Царица тоже склоняется ко мне, чтобы освободить меня от последних одежд, затем гибко выпрямляется.
Распахивает занавес скинии и допускает меня в святая святых и тайное тайных.
Дарение Весны.
Ножки Харуко смыкаются у меня на спине, как змеи Мелюзины. Лоно узко, будто флейта для тысячи мелодий. Мой потаённый член в нём то раскаляется в пламени, то делается ледяным – так происходит закалка клинка. Когда она поникает, истомлённая страстью, у меня на плече, это движение заставляет скользкие атласные подушки под нами соскользнуть вниз вместе с нами обоими, и там всё начинается сызнова.
Я не посмел вжимать её в пол, как принято у грубых саксов, и поворачивать к себе спиной, будто церемонную римскую матрону. Если суждено мне быть подножием для восхождения, то я им буду. Если суждено раскачать лодку на бурных водах – я это уже сделал.
Я – твой заслон от грубой земной тверди, которая впивается в меня тысячью крохотных щепок. Ты покрывало для моей исстрадавшейся, измождённой плоти.
Нарочно ли всё было так обставлено?
Часы следовали за часами, бледное золото дня – за серым серебром ночи, неделя за неделей, год за годом…
Когда мы очнулись и кое-как помогли друг другу облачиться, Маннами, став колени на низкую скамеечку, уже заканчивала выкладывать узор из драгоценной гальки. В центре сада возник обширный многоцветный круг, похожий на вычурное блюдо со множеством каёмок, в него был вписан квадрат, в середине квадрата раскрывалась как бы водяная лилия.
– Мандала, – объяснила женщина. – Знак высшей гармонии мира. Мы трое только что закончили узор.

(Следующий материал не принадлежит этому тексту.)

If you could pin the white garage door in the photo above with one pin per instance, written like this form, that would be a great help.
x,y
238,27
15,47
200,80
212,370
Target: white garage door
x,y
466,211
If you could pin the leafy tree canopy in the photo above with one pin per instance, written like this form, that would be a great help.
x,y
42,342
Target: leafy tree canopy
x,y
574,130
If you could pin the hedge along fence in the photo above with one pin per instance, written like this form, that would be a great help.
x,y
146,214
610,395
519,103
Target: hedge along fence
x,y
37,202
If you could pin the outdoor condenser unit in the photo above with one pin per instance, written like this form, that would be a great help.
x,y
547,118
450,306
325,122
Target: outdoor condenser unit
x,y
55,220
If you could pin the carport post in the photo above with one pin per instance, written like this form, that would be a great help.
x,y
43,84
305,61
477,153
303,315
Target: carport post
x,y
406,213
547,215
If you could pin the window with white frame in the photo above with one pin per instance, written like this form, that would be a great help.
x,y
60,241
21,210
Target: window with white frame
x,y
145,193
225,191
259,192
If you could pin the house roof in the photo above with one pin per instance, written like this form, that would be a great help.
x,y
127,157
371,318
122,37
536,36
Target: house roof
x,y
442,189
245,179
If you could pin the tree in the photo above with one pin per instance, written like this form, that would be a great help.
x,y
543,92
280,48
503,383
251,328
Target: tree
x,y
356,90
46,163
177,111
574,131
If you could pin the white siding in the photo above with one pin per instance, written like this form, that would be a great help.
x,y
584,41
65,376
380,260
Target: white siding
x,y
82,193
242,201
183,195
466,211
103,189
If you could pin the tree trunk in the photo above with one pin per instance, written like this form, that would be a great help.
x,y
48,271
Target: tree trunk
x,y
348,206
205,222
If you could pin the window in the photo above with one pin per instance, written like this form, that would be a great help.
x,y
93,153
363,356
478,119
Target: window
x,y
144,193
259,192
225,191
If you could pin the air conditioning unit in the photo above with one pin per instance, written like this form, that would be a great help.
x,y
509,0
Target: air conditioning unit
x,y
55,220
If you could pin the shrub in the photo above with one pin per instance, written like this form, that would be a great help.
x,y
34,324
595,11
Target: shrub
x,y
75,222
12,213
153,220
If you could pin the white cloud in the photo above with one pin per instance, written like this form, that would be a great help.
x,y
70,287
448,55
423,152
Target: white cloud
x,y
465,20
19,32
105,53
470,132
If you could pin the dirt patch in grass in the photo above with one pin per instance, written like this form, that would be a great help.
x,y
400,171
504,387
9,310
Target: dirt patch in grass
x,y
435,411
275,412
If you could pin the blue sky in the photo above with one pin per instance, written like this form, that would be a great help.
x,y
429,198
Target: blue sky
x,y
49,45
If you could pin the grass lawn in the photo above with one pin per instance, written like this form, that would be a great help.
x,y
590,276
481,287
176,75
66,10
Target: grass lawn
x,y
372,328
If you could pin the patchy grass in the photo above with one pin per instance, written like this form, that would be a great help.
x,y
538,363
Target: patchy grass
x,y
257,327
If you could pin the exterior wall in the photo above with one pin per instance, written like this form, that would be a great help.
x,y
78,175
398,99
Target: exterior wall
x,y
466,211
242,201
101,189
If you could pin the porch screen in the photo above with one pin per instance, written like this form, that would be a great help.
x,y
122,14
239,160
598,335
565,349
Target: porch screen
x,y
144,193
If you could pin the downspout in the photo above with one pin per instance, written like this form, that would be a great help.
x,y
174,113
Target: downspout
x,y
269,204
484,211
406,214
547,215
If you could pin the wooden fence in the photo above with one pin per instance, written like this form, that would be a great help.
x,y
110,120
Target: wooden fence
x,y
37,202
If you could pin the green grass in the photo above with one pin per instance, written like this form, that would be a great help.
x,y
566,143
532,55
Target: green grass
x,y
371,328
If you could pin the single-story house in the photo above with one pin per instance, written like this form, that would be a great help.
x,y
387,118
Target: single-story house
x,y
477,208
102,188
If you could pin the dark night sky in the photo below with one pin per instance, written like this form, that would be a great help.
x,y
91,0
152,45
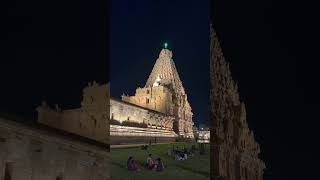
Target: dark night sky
x,y
272,47
139,29
50,50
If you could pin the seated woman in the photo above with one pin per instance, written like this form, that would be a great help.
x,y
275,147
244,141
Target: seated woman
x,y
158,165
131,165
150,162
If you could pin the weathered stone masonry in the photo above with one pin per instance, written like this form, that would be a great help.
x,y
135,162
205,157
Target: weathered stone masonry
x,y
234,149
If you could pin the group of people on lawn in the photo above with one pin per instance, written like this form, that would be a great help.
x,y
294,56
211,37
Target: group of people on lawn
x,y
151,163
182,154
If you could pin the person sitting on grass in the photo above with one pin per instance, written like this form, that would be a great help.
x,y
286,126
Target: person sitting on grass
x,y
131,165
150,162
158,165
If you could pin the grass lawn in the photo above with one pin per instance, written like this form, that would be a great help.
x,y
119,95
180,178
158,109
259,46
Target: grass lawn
x,y
196,167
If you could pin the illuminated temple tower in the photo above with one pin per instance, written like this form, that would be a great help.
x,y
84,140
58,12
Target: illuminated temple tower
x,y
164,93
235,153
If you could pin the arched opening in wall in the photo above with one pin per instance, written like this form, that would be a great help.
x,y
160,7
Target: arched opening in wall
x,y
8,171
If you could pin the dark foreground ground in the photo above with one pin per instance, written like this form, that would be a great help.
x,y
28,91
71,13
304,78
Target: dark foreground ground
x,y
196,167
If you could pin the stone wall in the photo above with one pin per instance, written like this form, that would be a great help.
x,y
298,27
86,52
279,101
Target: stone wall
x,y
234,150
123,111
91,120
122,134
33,153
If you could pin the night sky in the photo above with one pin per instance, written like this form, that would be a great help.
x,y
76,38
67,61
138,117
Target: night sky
x,y
138,30
273,48
49,51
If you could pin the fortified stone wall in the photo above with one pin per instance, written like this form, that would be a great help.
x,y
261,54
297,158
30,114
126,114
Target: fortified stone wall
x,y
122,111
234,149
28,153
91,120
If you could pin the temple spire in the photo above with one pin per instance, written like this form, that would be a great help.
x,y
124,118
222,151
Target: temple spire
x,y
165,73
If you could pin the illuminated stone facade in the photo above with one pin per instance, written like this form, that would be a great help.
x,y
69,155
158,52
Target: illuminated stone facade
x,y
164,93
91,120
235,153
33,152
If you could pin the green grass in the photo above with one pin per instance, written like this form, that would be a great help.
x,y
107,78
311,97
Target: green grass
x,y
196,167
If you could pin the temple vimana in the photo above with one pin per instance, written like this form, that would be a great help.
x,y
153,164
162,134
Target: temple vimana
x,y
158,112
74,144
235,153
161,106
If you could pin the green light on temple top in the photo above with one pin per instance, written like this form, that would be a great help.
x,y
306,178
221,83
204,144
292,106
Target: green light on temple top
x,y
165,45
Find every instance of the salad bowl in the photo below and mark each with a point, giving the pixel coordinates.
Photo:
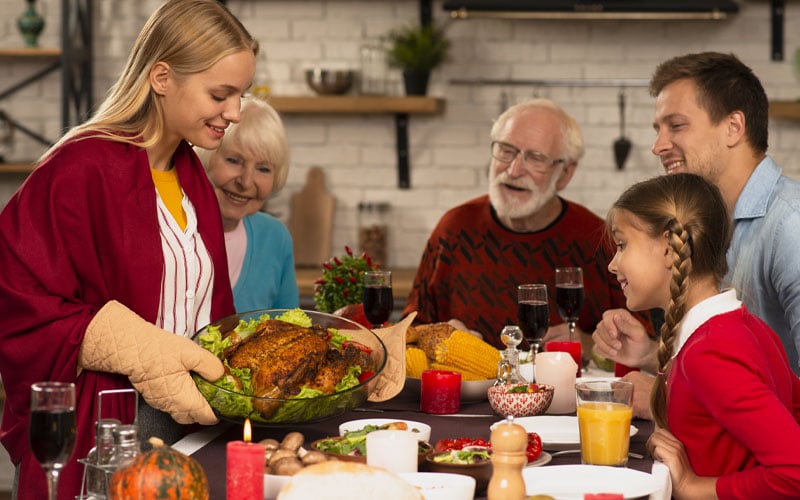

И не дав нам хорошенько на него полюбоваться, взяла небольшие грабельки и стёрла, перемешав с песком.
Я огорчённо ахнул.
– Так и полагается, – Харуко сжала мой локоть. – Это дань прошлому, а новое время само создаст свой узор.
Это было справедливо. Ибо отныне и в саду обеих тайю, и в пустыне Мансура, и даже под зеленеющим дерном остальных дворов проявился сложнейший рисунок из сплетённых и перекрещивающихся радуг, который постоянно менялся. Лишь у себя самого я такого не замечал.
Тот, кто знал прекрасное дитя апреля,
Глаза того больше не видят
Ни пурпурных листьев клёна,
Ни полной луны,
Ни женщин, ни мужей.
Отныне я был тем, кто защищает, но, как мне объяснили, не возлюбленным. Нарушение пути, говорила Маннами, и Харуко с ней соглашалась. Искажение орнамента.
А мандала росла и прорастала уже сама собой, захватывая новые пространства.
Говорил я, что между бамбуковой изгородью и моей сухой кладкой оставался незаполненный прогал?
Так вот, однажды внутри него родился удивительный, ассимметричный рисунок. Сияющая живым янтарём башня на фоне глубокой синевы.
Я показал это Ромэйн – наверное, по причине сродства изобразительных стилей.
– Церковь в Овере, – пробормотала она. – Только приделы не так широки, а центральная часть взлетает кверху как стрела. И посмотрите, здешний калейдоскоп самую малость переливается в своей трубке. Камушки меняют положение и грозятся прорасти в трехмерность.